A versão do parlamentar e as justificativas

Em novo vídeo publicado para esclarecer o recuo, Eduardo Bolsonaro confirmou que o cargo de produtor-executivo estava estipulado no contrato assinado em janeiro de 2024, mas alegou que deixou de exercer as funções práticas de gestão quando se mudou para os Estados Unidos.
Sobre a origem dos US$ 50 mil investidos na fase inicial do longa-metragem, o ex-deputado afirmou que os recursos foram arrecadados por meio das inscrições de seu curso de formação política, intitulado “Ação Conservadora”. Segundo seu relato, os valores foram repassados a Mário Frias para viabilizar a contratação de um diretor em Hollywood e iniciar a elaboração do roteiro, assumindo os riscos iniciais do projeto.

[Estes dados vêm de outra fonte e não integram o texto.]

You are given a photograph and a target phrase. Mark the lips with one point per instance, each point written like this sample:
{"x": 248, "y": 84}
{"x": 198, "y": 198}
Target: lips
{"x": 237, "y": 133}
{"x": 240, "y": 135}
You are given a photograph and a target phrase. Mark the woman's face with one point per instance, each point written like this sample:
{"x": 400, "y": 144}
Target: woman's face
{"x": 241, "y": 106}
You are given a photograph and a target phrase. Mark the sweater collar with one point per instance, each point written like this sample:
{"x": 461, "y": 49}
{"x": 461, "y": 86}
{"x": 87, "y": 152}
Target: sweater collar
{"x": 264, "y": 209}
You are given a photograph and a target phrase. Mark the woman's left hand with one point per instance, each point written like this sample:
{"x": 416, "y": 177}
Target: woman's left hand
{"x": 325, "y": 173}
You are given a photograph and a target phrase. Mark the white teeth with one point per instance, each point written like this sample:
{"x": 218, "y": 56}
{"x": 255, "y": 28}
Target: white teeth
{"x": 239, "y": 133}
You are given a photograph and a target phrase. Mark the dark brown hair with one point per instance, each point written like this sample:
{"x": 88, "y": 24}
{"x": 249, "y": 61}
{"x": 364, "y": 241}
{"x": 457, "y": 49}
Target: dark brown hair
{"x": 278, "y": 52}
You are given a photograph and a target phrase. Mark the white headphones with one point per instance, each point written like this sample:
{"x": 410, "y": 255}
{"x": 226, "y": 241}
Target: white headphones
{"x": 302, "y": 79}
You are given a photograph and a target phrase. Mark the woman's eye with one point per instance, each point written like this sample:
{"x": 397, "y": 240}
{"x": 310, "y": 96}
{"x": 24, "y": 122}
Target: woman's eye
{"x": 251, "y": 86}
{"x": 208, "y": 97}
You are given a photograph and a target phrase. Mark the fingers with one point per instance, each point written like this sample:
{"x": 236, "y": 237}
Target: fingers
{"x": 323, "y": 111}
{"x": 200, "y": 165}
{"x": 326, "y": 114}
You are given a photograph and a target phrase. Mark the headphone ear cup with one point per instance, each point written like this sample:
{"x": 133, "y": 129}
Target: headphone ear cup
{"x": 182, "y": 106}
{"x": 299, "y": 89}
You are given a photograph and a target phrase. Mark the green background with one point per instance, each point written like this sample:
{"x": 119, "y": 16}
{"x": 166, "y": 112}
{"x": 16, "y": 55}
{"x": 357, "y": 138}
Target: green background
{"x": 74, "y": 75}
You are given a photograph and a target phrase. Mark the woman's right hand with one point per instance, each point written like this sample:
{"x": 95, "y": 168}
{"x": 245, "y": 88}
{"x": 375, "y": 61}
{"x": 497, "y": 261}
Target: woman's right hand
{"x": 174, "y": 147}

Investigações e polêmicas de bastidores

O anúncio e a posterior descoberta dos bastidores de “Dark Horse” colocaram a produção no centro de uma tempestade jurídica e política no Brasil:

  • Investigação sobre a origem dos fundos: Mensagens obtidas apontam negociações de valores expressivos com o banqueiro Daniel Vorcaro. A Polícia Federal e as autoridades financeiras apuram se os repasses milionários foram efetivamente direcionados à execução da obra ou se serviram como justificativa jurídica para transferências internacionais de divisas.
  • Fiscalização de recursos públicos: O ministro do Supremo Tribunal Federal (STF), Flávio Dino, deu um prazo para esclarecimentos devido a suspeitas levantadas sobre o eventual uso de emendas parlamentares ou verbas públicas no financiamento da obra. A produtora GoUp Entertainment nega o uso de dinheiro público e afirma que o fundo possui regras estritas baseadas na legislação americana.
  • Gravações irregulares e calotes: Paralelamente às investigações financeiras, o sindicato da categoria e profissionais que trabalharam no longa-metragem relatam precariedade no set de filmagens rodado no Brasil, pagamentos abaixo do mercado e falta de registros regulatórios junto à Ancine. Ao menos 14 figurantes articulam processos judiciais, e há cobranças na Justiça de São Paulo por calotes em fornecedores locais, como uma locação de café no centro da capital paulista.

O que se sabe sobre o filme

Dirigido pelo cineasta norte-americano Cyrus Nowrasteh, “Dark Horse” (que chegou a ter o título provisório de Captain of the People) reconta a trajetória política de Jair Bolsonaro na campanha de 2018 como um “azarão”. A narrativa dá forte ênfase ao atentado à faca sofrido em Juiz de Fora e traz no elenco o ator Jim Caviezel (conhecido por A Paixão de Cristo) no papel principal. O próprio Mário Frias atua no longa interpretando um médico.
Apesar das intensas disputas judiciais e das frentes de investigação abertas no Brasil, o trailer oficial da obra já foi divulgado pela produtora e a previsão de estreia nos cinemas norte-americanos está mantida para o dia 11 de setembro deste ano.